M2 - Merenungkan Firman Kristus:
- Bacalah ayat 19-21, bayangkanlah bagaimana kebenaran Firman Tuhan ini Anda lakukan di dalam keseharian Anda.
- Perhatikanlah ayat 22-25, renungkanlah betapa pentingnya semua renungan Firman tentang Kasih yang telah Anda lewati seminggu ini perlu Anda lakukan.
- Bacalah ayat 26-27, renungkanlah bagaimana Anda dapat melakukan prinsip kebenaran ini dalam keseharian Anda.

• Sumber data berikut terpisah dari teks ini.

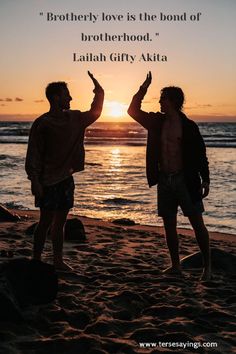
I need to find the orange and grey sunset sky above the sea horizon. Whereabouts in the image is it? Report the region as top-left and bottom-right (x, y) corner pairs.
(0, 0), (236, 121)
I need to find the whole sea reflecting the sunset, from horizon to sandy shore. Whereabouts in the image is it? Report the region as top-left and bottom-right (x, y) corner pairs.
(0, 122), (236, 234)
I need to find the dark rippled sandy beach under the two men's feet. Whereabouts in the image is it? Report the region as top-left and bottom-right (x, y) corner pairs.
(0, 210), (236, 354)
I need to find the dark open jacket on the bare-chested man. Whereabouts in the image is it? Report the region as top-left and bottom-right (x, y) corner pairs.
(128, 87), (210, 201)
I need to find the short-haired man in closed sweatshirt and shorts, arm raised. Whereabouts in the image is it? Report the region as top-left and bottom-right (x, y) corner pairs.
(25, 72), (104, 270)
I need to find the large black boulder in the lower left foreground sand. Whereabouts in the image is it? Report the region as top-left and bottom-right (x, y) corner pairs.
(0, 258), (58, 323)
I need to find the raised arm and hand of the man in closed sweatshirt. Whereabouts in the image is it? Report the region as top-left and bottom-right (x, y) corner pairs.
(82, 71), (104, 127)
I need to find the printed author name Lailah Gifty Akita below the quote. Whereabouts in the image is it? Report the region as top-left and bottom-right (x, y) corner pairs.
(72, 53), (168, 64)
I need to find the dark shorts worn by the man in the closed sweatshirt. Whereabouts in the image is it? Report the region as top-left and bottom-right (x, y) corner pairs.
(35, 176), (75, 211)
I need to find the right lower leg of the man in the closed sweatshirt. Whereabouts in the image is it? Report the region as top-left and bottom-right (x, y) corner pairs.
(51, 210), (72, 270)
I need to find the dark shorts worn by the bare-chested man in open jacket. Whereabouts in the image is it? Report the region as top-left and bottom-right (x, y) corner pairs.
(158, 172), (204, 217)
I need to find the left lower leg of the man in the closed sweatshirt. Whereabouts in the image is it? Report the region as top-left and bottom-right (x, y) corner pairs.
(33, 209), (53, 260)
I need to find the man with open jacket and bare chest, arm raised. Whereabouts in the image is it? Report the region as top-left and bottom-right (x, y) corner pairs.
(128, 72), (211, 280)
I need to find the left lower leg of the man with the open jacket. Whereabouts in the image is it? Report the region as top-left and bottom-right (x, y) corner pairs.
(163, 215), (181, 274)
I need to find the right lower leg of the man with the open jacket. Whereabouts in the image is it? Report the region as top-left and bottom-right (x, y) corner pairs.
(189, 214), (211, 280)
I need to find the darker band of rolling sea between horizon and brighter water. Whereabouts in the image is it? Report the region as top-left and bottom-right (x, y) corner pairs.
(0, 122), (236, 148)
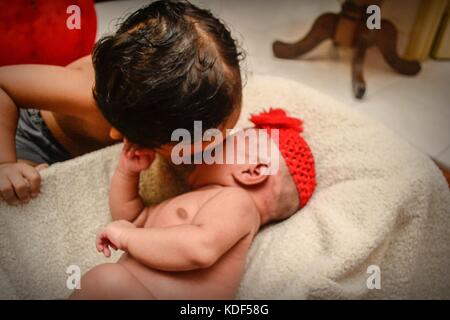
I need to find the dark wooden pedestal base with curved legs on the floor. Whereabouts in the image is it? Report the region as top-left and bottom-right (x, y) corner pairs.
(272, 0), (420, 99)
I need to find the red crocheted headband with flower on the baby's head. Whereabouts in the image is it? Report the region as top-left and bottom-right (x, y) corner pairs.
(250, 108), (316, 208)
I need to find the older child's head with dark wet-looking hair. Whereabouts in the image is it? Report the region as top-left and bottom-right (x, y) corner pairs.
(93, 1), (242, 149)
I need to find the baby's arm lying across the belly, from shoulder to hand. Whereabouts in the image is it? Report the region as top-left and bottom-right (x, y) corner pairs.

M3 – Melakukan Firman Kristus:
Ambillah waktu sejenak, dan perbaharuilah komitmen Anda untuk sungguh-sungguh melakukan setiap prinsip Kasih yang Anda dapatkan dari Firman Allah ini.
M4 – Membagikan Firman Kristus:
Bagikanlah apa yang dikatakan Firman Tuhan kepada Anda
1:19
Hai saudara-saudara yang kukasihi, ingatlah hal ini: setiap orang hendaklah cepat untuk mendengar, tetapi lambat untuk berkata-kata, dan juga lambat untuk marah;
1:20
sebab amarah manusia tidak mengerjakan kebenaran di hadapan Allah.
1:21
Sebab itu buanglah segala sesuatu yang kotor dan kejahatan yang begitu banyak itu dan terimalah dengan lemah lembut firman yang tertanam di dalam hatimu, yang berkuasa menyelamatkan jiwamu.
1:22
Tetapi hendaklah kamu menjadi pelaku firman dan bukan hanya pendengar saja; sebab jika tidak demikian kamu menipu diri sendiri.
1:23
Sebab jika seorang hanya mendengar firman saja dan tidak melakukannya, ia adalah seumpama seorang yang sedang mengamat-amati mukanya yang sebenarnya di depan cermin.
1:24
Baru saja ia memandang dirinya, ia sudah pergi atau ia segera lupa bagaimana rupanya.
1:25
Tetapi barangsiapa meneliti hukum yang sempurna, yaitu hukum yang memerdekakan orang, dan ia bertekun di dalamnya, jadi bukan hanya mendengar untuk melupakannya, tetapi sungguh-sungguh melakukannya, ia akan berbahagia oleh perbuatannya.
1:26
Jikalau ada seorang menganggap dirinya beribadah, tetapi tidak mengekang lidahnya, ia menipu dirinya sendiri, maka sia-sialah ibadahnya.
1:27
Ibadah yang murni dan yang tak bercacat di hadapan Allah, Bapa kita, ialah mengunjungi yatim piatu dan janda-janda dalam kesusahan mereka, dan menjaga supaya dirinya sendiri tidak dicemarkan oleh dunia.